L'autre enjeu de la réunion d'hier pour le pouvoir allemand, c'était de montrer qu'ils sont toujours les plus forts, et que l'élection d'Emmanuel Macron n'y change rien. Les journaux populistes allemands ont déjà fait leur titre sur les idées couteuses pour l'Allemagne du nouveau président français. Lors de ce premier contact avec le nouveau ministre des finances français Bruno Le Maire, il fallait montrer que lui ou Michel Sapin, ça ne changeait rien.

Et le FMI dans tout ça?

Le FMI, c'est l'alibi bien pratique. Puisque la Grèce respecte dorénavant sa partie, puisque la Grèce a même réussi l'exploit d'avoir un excédent primaire plus important que prévu fin 2016, il faut trouver un autre problème pour prolonger le bras de fer, et c'est la participation du FMI au troisième plan d'ajustement économique qui permet de faire encore durer les choses.

Voir ici un billet qui a un an, mais reste toujours d'actualité (sauf pour la partie Brexit): Tsipras, FMI, UE et Brexit sont dans un bateau

Un groupe de pays d'Europe du Nord conduit par l'Allemagne réclame que le FMI se joigne à un accord pour des raisons de crédibilité, estimant que l'approche de la Commission européenne vis-à-vis d'Athènes peut être parfois trop complaisante, relate l'AFP

Le FMI souhaitant un accord sur l'annulation d'une partie de la dette grecque, ne pas en discuter, cela permet de repousser les décisions.

"Nous avons abordé la question (de l'allègement de la dette grecque) avec un degré de détail absolument sans précédent", a affirmé le commissaire européen aux Affaires économiques Pierre Moscovici.

Rendez-vous donc le 15 juin à Luxembourg. Il faudra bien aboutir avant juillet et cette échéance de 7 milliards et quelques que la Grèce doit payer en juillet, avant les élections allemandes donc. Sans accord, on est parti vers une nouvelle crise grecque, et là cela irait trop loin, et ce serait sans doute contreproductif pour les calculs politiciens de l'exécutif allemand.

Contre productif pour la Grèce?

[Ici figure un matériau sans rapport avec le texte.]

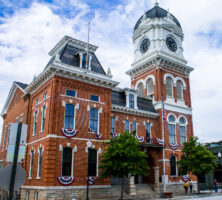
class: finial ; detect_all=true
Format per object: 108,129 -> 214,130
155,0 -> 159,6
107,67 -> 112,78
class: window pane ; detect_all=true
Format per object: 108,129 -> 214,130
147,79 -> 153,94
33,111 -> 37,135
176,81 -> 183,100
132,121 -> 136,135
166,77 -> 173,97
125,120 -> 129,132
169,124 -> 176,144
180,126 -> 186,144
169,115 -> 175,122
88,149 -> 97,176
64,104 -> 75,129
111,117 -> 115,137
129,94 -> 134,109
145,123 -> 151,143
137,83 -> 144,96
89,108 -> 98,132
38,148 -> 42,177
170,156 -> 176,176
179,117 -> 186,124
66,90 -> 76,97
62,148 -> 72,176
90,95 -> 99,102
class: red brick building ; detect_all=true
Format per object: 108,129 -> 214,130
0,3 -> 195,199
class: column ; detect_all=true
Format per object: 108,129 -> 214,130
153,166 -> 160,193
79,52 -> 83,68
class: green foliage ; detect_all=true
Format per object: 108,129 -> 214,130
99,132 -> 149,178
177,136 -> 217,176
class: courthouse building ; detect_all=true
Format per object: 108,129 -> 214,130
0,3 -> 195,199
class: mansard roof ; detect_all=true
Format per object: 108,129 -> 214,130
111,89 -> 158,117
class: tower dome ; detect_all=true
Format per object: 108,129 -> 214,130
134,3 -> 181,31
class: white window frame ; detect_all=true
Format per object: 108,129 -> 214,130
37,148 -> 43,178
167,114 -> 177,144
176,80 -> 184,100
132,121 -> 137,135
170,155 -> 178,177
29,150 -> 34,178
146,78 -> 154,96
64,103 -> 76,130
33,111 -> 37,135
61,147 -> 74,177
41,106 -> 46,132
178,115 -> 188,144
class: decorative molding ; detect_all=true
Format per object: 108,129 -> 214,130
111,104 -> 159,118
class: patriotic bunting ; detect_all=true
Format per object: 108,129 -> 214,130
135,136 -> 144,143
60,128 -> 78,138
57,176 -> 75,185
86,176 -> 97,185
88,128 -> 102,139
169,144 -> 179,150
182,175 -> 190,182
157,138 -> 164,145
113,133 -> 120,138
150,137 -> 154,144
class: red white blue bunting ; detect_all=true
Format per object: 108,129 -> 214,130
88,128 -> 102,139
157,138 -> 164,145
60,128 -> 78,138
182,175 -> 189,182
113,133 -> 120,138
135,136 -> 144,143
57,176 -> 75,185
86,176 -> 97,185
170,144 -> 179,150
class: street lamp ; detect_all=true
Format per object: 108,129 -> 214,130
218,152 -> 222,166
86,140 -> 92,200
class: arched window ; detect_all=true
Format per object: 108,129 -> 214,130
168,115 -> 176,144
179,117 -> 186,144
62,147 -> 72,176
170,155 -> 177,176
132,121 -> 136,135
125,120 -> 129,132
166,77 -> 173,97
147,79 -> 154,95
137,83 -> 144,96
64,104 -> 75,129
176,80 -> 183,100
89,108 -> 98,133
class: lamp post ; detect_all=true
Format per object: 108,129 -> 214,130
86,140 -> 92,200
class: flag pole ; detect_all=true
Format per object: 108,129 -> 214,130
161,96 -> 166,193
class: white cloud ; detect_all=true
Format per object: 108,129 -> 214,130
0,0 -> 222,143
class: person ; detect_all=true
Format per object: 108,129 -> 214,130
189,179 -> 193,193
214,179 -> 218,193
184,181 -> 188,193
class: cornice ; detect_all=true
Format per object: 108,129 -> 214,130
111,104 -> 159,119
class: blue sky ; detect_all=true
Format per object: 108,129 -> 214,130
0,0 -> 222,143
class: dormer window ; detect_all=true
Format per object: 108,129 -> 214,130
129,94 -> 134,109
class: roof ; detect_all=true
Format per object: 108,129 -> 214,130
134,4 -> 181,30
111,90 -> 157,113
14,81 -> 28,90
58,44 -> 106,75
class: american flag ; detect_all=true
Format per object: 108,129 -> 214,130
162,101 -> 167,123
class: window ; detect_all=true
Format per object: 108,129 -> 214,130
111,117 -> 115,138
168,115 -> 176,144
66,90 -> 76,97
129,94 -> 134,109
43,92 -> 47,100
37,148 -> 43,178
166,77 -> 173,97
145,123 -> 151,143
125,120 -> 129,132
26,191 -> 29,200
90,95 -> 99,102
132,121 -> 136,135
34,192 -> 38,200
6,124 -> 11,149
29,150 -> 34,178
137,83 -> 144,96
89,108 -> 98,133
64,104 -> 75,129
20,115 -> 23,122
35,98 -> 39,105
33,111 -> 37,135
41,106 -> 46,131
179,117 -> 186,144
62,147 -> 72,176
88,149 -> 97,176
176,80 -> 183,100
2,126 -> 7,151
170,155 -> 177,176
147,79 -> 154,95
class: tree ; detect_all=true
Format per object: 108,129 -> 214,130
99,132 -> 149,200
177,137 -> 217,193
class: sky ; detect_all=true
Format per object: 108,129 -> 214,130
0,0 -> 222,143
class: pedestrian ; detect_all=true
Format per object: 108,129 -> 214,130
189,179 -> 193,193
214,179 -> 218,193
184,181 -> 188,193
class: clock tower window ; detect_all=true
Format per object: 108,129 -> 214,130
147,79 -> 154,95
137,83 -> 144,96
176,80 -> 183,100
166,77 -> 173,98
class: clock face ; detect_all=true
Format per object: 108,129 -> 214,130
166,37 -> 177,52
140,38 -> 150,54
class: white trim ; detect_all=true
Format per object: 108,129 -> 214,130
175,77 -> 186,90
29,150 -> 34,178
36,147 -> 43,178
164,73 -> 174,85
145,74 -> 156,85
135,80 -> 145,90
21,185 -> 111,190
167,113 -> 177,145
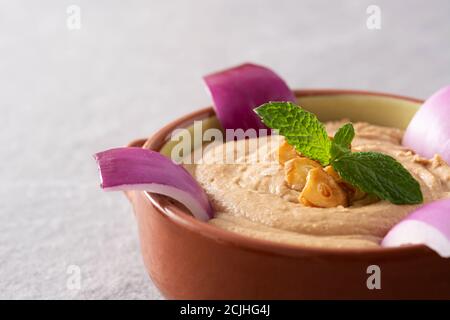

Ça ce n'est pas le sujet! Pourtant le report des décisions de réunions en réunions a bien un impact économique. L'incertitude bride l'investissement, la reprise, la Grèce est repartie en récession au premier trimestre de cette année. C'est la huitième année de récession. Le PIB a chuté d'un quart depuis la crise.

Qui fera un jour le compte de ce que ces non décisions ont couté aux Grecs en croissance, en emploi, en augmentation de la pauvreté?

Qui fera le compte? Ce serait intéressant de savoir. Ainsi on pourrait retirer ensuite ce montant de ce que les Grecs ont à nous rembourser...

C'est l'idée que j'apporte aux créanciers avant leur prochaine réunion spécial Grèce en juin. Ce serait une façon légitime d'alléger la dette grecque, pour service rendu à politiciens européens pour leurs calculs divers et variés. J'ajoute qu'on pourrait même faire payer cet allègement par les partis politiques, et non les contribuables européens, à qui ces atermoiements au final vont couter. On me rétorquera que ces calculs seraient longs et compliqués. Mais après tout, les créanciers de la Grèce y sont habitués.